Y,N,N – This is perhaps the slightly more sophisticated version of the above view. There are many universes of sets, and each consistent extension of ZFC is true in one of them. However, there is no fact of the matter as to which consistent extension is the “right” one, and we have no principled way to adjudicate between them.
N,Y,Y – This position also seems slightly awkward, but I can imagine someone like Hartry Field holding it. Mathematical entities don’t exist, but to the extent that we pretend they do, we might as well pretend they have a complete theory. Presumably the methods of set theorists will alow us to determine what statements should be satisfied beyond the axioms of ZFC. Or maybe we’re just allowed to make it up freely?
N,Y,N – I think this is the position that I am closest to. I agree with Field that mathematical objects don’t exist, and I agree with Dummett that there’s no point in saying there’s a fact of the matter about things we can’t assert (perhaps even more so when the “fact” of the matter is about a fiction). However, I am also convinced by Martin and others about the fact that certain extensions of ZFC are far more natural than others. If an author leaves enough hints in a novel, it seems that there can be a fact of the matter as to who the murderer was in the story, even though it was never explicitly stated. Similarly, if there is enough evidence in the theory of ZFC, it seems that projective determinacy must be true in the fiction as well, even though it was never explicitly stipulated.

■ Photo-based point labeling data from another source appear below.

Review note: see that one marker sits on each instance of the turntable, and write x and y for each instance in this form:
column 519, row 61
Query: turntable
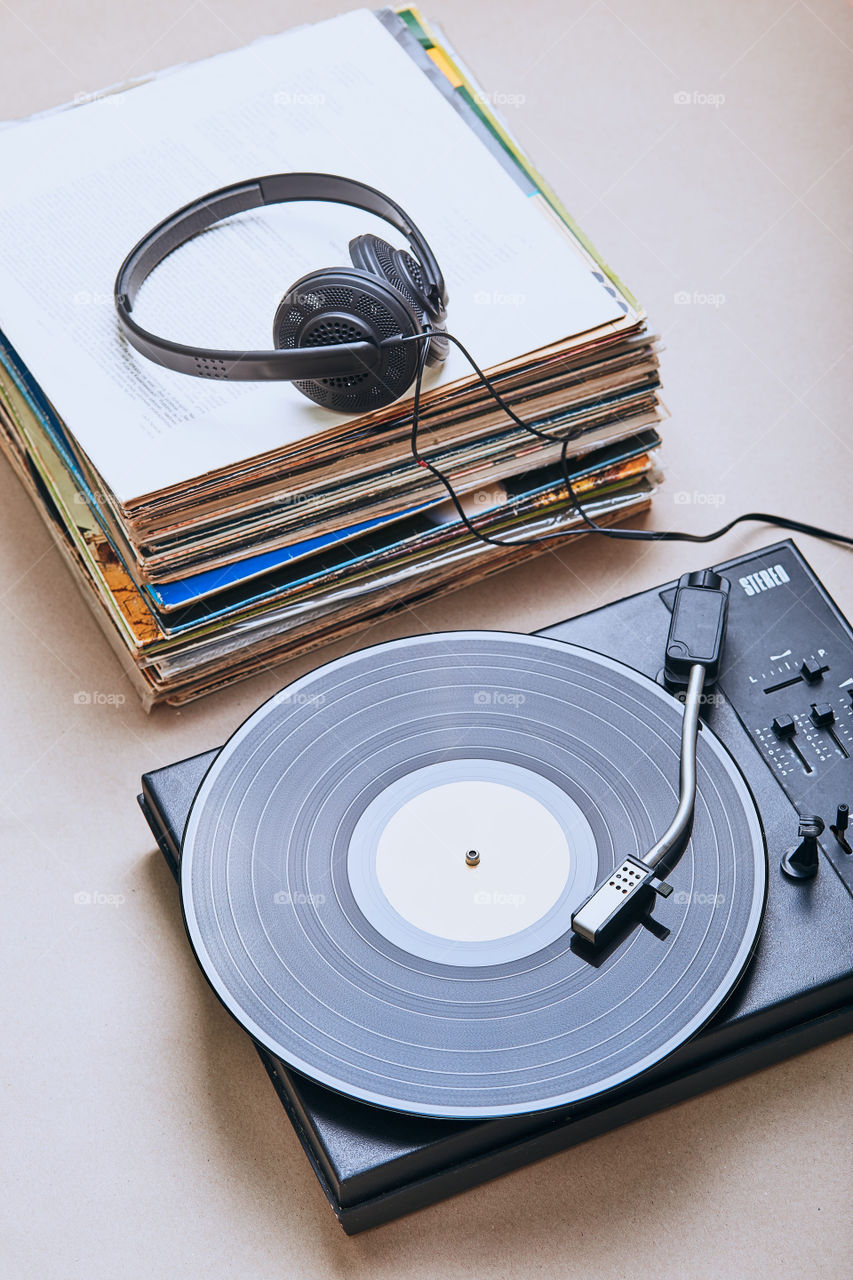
column 478, row 896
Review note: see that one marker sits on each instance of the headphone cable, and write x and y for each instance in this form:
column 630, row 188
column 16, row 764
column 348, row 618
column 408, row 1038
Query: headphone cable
column 646, row 535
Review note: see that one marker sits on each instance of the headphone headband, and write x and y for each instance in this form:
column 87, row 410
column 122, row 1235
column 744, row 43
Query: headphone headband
column 283, row 365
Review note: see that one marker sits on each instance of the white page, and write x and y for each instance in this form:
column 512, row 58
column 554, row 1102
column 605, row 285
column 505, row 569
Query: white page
column 82, row 186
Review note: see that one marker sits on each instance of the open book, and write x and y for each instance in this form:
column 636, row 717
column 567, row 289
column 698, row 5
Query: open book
column 219, row 528
column 342, row 96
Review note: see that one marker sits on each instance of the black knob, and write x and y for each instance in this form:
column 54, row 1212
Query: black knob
column 784, row 726
column 801, row 862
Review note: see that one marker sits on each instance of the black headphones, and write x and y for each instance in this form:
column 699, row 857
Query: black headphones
column 337, row 332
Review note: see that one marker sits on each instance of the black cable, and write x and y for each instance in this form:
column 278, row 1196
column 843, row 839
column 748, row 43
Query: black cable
column 644, row 535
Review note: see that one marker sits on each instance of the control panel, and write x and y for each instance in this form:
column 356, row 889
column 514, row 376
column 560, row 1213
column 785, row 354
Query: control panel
column 788, row 672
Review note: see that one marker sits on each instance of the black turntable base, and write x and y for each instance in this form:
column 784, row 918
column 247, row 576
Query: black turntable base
column 430, row 1048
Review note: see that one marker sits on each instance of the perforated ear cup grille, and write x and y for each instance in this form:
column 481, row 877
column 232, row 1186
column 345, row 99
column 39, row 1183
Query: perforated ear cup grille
column 323, row 310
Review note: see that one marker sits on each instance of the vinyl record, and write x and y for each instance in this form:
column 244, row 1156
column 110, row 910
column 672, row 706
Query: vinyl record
column 379, row 869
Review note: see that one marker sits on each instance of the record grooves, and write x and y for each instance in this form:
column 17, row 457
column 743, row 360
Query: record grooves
column 329, row 904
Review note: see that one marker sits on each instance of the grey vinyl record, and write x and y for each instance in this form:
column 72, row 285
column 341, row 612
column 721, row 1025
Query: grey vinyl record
column 379, row 869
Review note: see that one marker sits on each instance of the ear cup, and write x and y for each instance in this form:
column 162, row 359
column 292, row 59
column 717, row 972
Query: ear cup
column 402, row 272
column 341, row 305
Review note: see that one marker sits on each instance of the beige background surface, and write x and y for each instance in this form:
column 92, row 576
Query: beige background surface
column 141, row 1137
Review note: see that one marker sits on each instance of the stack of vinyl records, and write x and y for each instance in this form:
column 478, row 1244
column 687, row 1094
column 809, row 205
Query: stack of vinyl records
column 218, row 529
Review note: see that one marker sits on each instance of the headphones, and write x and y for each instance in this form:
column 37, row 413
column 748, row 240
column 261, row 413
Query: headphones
column 342, row 336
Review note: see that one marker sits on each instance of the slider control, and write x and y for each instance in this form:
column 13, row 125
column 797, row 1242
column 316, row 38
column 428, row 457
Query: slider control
column 824, row 717
column 785, row 730
column 784, row 726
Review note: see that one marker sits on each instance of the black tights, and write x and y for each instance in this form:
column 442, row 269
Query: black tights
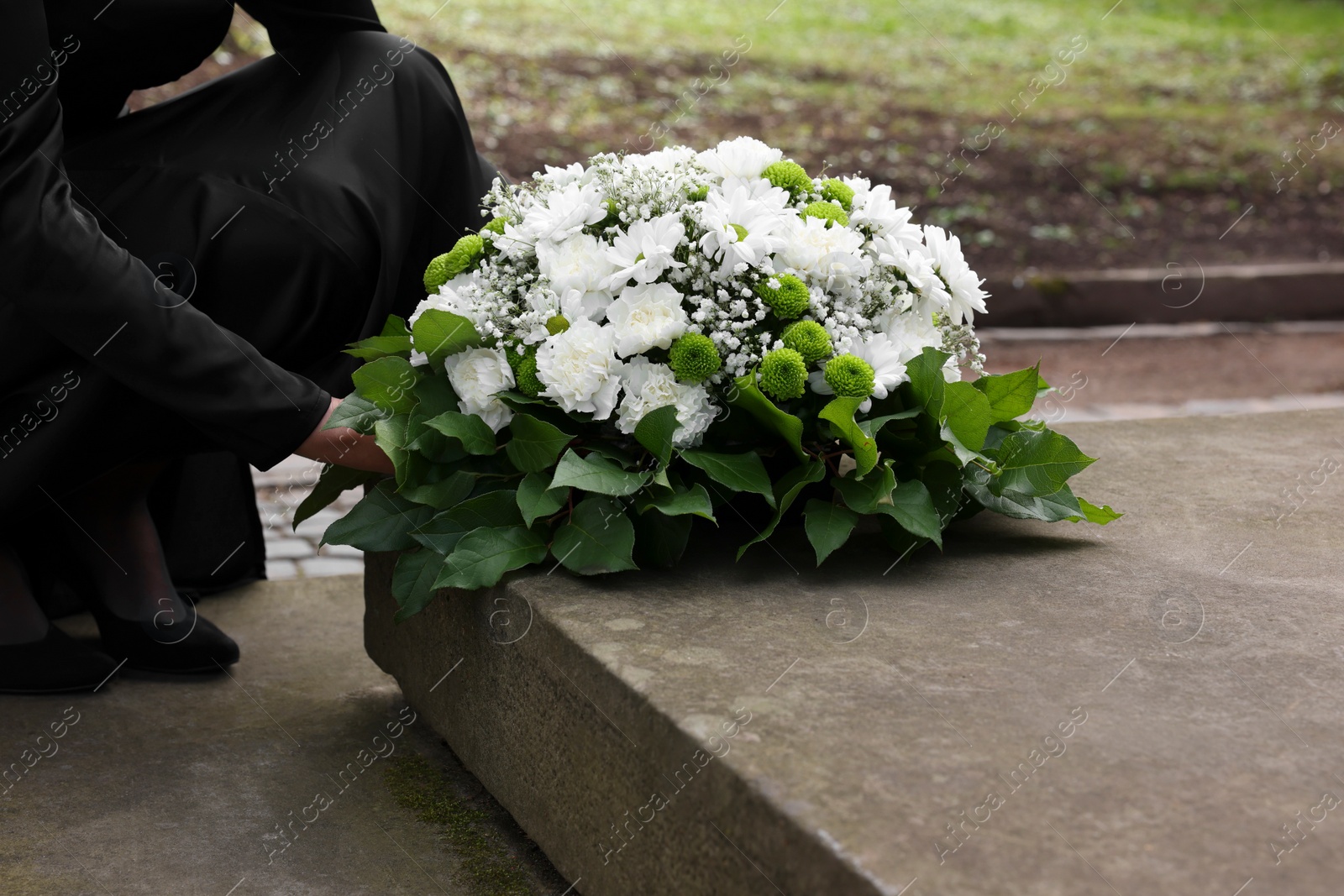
column 108, row 530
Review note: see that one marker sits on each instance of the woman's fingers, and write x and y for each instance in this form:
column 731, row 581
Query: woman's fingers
column 344, row 446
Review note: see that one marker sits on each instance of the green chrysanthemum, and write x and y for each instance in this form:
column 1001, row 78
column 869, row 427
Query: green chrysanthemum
column 460, row 258
column 524, row 372
column 790, row 175
column 837, row 192
column 783, row 374
column 694, row 359
column 850, row 376
column 831, row 212
column 790, row 301
column 808, row 338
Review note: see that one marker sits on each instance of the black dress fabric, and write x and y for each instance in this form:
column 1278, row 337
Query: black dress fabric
column 183, row 278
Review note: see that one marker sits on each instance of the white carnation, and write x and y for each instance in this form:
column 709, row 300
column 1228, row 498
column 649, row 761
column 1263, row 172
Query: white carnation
column 651, row 385
column 580, row 369
column 477, row 376
column 647, row 316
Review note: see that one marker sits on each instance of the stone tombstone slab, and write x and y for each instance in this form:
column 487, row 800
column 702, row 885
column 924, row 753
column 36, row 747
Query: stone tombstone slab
column 1155, row 707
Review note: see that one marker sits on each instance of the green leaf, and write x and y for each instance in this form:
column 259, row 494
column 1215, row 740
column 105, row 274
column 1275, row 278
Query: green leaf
column 866, row 495
column 413, row 582
column 828, row 526
column 535, row 443
column 655, row 432
column 944, row 483
column 484, row 555
column 694, row 500
column 750, row 399
column 1052, row 508
column 491, row 511
column 1010, row 396
column 1038, row 463
column 470, row 430
column 911, row 506
column 598, row 537
column 612, row 453
column 660, row 540
column 839, row 412
column 434, row 396
column 376, row 347
column 874, row 423
column 967, row 412
column 537, row 497
column 927, row 380
column 440, row 488
column 1100, row 515
column 443, row 333
column 382, row 521
column 907, row 503
column 785, row 490
column 387, row 383
column 356, row 412
column 597, row 474
column 738, row 472
column 331, row 484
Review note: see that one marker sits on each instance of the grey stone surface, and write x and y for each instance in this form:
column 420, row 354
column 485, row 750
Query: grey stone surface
column 178, row 788
column 1041, row 710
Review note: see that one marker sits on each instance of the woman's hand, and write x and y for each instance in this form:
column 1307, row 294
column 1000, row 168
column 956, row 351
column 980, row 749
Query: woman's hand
column 344, row 446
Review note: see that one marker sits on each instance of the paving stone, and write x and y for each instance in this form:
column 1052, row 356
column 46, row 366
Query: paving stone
column 281, row 570
column 172, row 788
column 1152, row 707
column 289, row 548
column 329, row 566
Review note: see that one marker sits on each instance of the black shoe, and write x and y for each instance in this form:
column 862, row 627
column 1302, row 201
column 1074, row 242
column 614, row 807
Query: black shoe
column 55, row 664
column 192, row 645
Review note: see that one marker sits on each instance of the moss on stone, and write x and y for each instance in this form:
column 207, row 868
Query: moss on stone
column 464, row 829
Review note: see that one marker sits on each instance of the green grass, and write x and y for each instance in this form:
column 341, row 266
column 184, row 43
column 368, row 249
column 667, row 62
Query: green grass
column 1148, row 56
column 1142, row 150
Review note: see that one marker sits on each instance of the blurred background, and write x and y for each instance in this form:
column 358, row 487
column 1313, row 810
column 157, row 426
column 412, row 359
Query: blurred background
column 1148, row 187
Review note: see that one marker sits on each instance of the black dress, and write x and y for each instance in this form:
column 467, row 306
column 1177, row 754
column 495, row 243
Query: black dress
column 181, row 278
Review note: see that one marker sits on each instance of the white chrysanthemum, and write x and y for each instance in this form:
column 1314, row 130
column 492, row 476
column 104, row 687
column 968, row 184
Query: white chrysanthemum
column 875, row 208
column 578, row 262
column 745, row 228
column 662, row 159
column 651, row 385
column 647, row 316
column 645, row 250
column 913, row 333
column 515, row 242
column 963, row 282
column 916, row 265
column 823, row 251
column 564, row 212
column 887, row 360
column 580, row 369
column 571, row 174
column 477, row 376
column 741, row 159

N,N,Y – I’m not sure what would persuade one to adopt this position. However, there may be something like this in an instrumentalist view of science like van Fraassen’s. An agnosticism about the facts of the theory might allow one to believe that they could be secretly true, even though we have no way of knowing them to be true, and there aren’t objects to make them true. But enough agnosticism may allow one to consider this position while considering the next one as well.
N,N,N – This seems to be closest to the one that Dummett describes. If mathematical truth is identified with provability from the axioms, then negative answers to the second and third question follow immediately from Gödel’s incompleteness results. And a negative answer to the first question seems to be presupposed in identifying mathematical truth with provability rather than facts about the mathematical objects.
Now of course, all these views can probably be further multiplied by considering their restrictions to particular domains of mathematical discourse, like Peano arithmetic, ZFC, small large cardinals, large large cardinals, and statements like CH and beyond. So someone like Sol Feferman might take the views “Y,Y,Y” about number theory, but “N,N,N” about statements beyond ZFC. But this is just a general outline to show how these different questions might interact, and that they are at least somewhat independent.